Controversial treatment helping food allergy sufferers

Imagine not being able to enjoy holidays, a baseball game, or baked goods at the office because they could kill you.

That's what people with food allergies deal with.

There's a controversial treatment changing lives and saving lives of allergy sufferers.

People with peanut allergies don't just have to stay away from peanuts, but they have to make sure the foods they eat aren't made with peanuts or in a facility where there are peanuts. And the same thing goes for people with other food allergies like eggs and milk.

But a controversial therapy contends that with a doctor's supervision, consuming what you are allergic to might eliminate the allergy.

Desensitization or oral immunotherapy (OIT) has been around since the early 1900s. It involves tricking the body to ignore an allergy and then building up a tolerance.

It's controversial because despite being around for decades, it is still considered experimental and there are dangers involved. But one local family says it has changed their lives.

Life Changing and Life Saving

It is meal time at the Harris household. Mom, Angie, is going through the pantry looking for cereal and doughnuts for this morning's breakfast. Luckily, there are no worries about what 6-year-old Ella can't eat. But there used to be.

"She could, if she had a peanut or anything that touched the surface where she ate, she could have a reaction and die," says Chad Harris, Ella's dad.

Ella's 4-year-old sister Sienna has no allergies, but Ella is very allergic to peanuts. That risk of death weighed heavy on her parents.

"I felt like I wanted to be in a bubble," says Angie,"not go anywhere, take her anywhere. It was scary. It was living in a lot of fear."

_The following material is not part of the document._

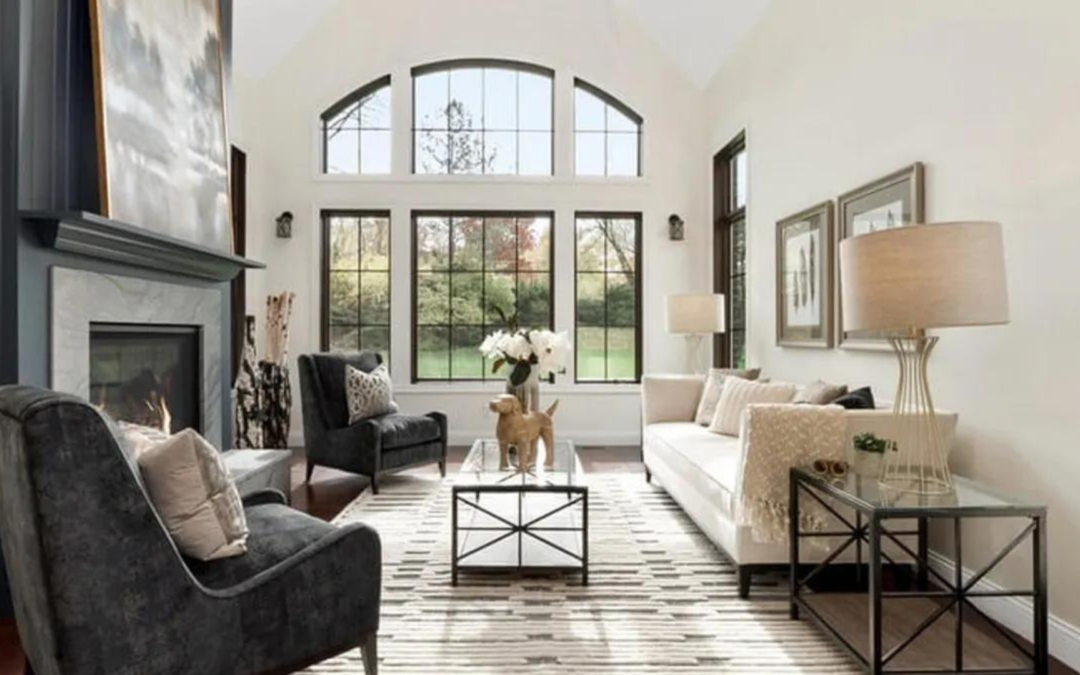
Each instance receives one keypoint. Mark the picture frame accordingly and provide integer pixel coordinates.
(805, 295)
(894, 200)
(160, 104)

Last year, while eating out at a restaurant, Ella had a terrible reaction to pasta sauce. The sauce wasn't well marked and had been made in a facility with peanuts. It was the worst reaction Ella had experienced.

Angie and Chad decided they would do whatever it took to "cure" their daughter of her allergy. They had heard about oral immunotherapy clinical trials in North Carolina and considered moving there to participate. Then, they discovered Dr. Chad Mayer, in Detroit.

Mayer had just started working using oral immunotherapy on his allergy patients. At the time, he had one patient undergoing the treatment. The Harris' decided Ella would be his second patient.

The Therapy

Mayer says the treatment of oral immunotherapy is two-fold. The first step is to desensitize the body to the allergen. The second step is to build a tolerance to that allergen.

"You are basically tricking the body into thinking it shouldn't have a reaction to it," says Mayer.

It is complicated and time intensive, but Mayer says it works in 80% of patients.

Mayer administered a tiny amount of peanut to Ella and overtime increased the dose.

On the first day of treatment, Mayer gave Ella 1 microgram of peanut protein. That is so small, it isn't measurable by an average person. There are 1,000 micrograms in 1 milligram. 1 peanut equals 250 milligrams.

Over the course of a day the dosage of peanut protein was increased every 15 minutes. As soon as she felt symptoms, the treatment would stop and Ella would take home a dose to take twice a day, everyday. Over time that dose is increased.

On the first day of treatment, Ella was able to handle 1/600th of a peanut. Over a period of several months, she was able to work her way up to several peanuts a day. Now, she can eat as many peanuts as she wants. But, she has to eat peanuts everyday to make sure her body keeps its tolerance.

The treatment is controversial. Some say the treatment is still experimental and doesn't work for every patient. Critics worry doctors like Mayer are putting allergy sufferers at risk of death.

"You always have to weigh risk verses benefit -- what is the risk of doing a procedure or taking a medication verses the benefit," says Mayer.

A Relief

For the Harris family, those benefits have been life changing. Ella's parents say it is such a relief to know their daughter is not risking death if she accidentally eats something made with peanuts.
"That was our fear -- it wasn't about we want her to eat peanuts, it was about safety," says Angie.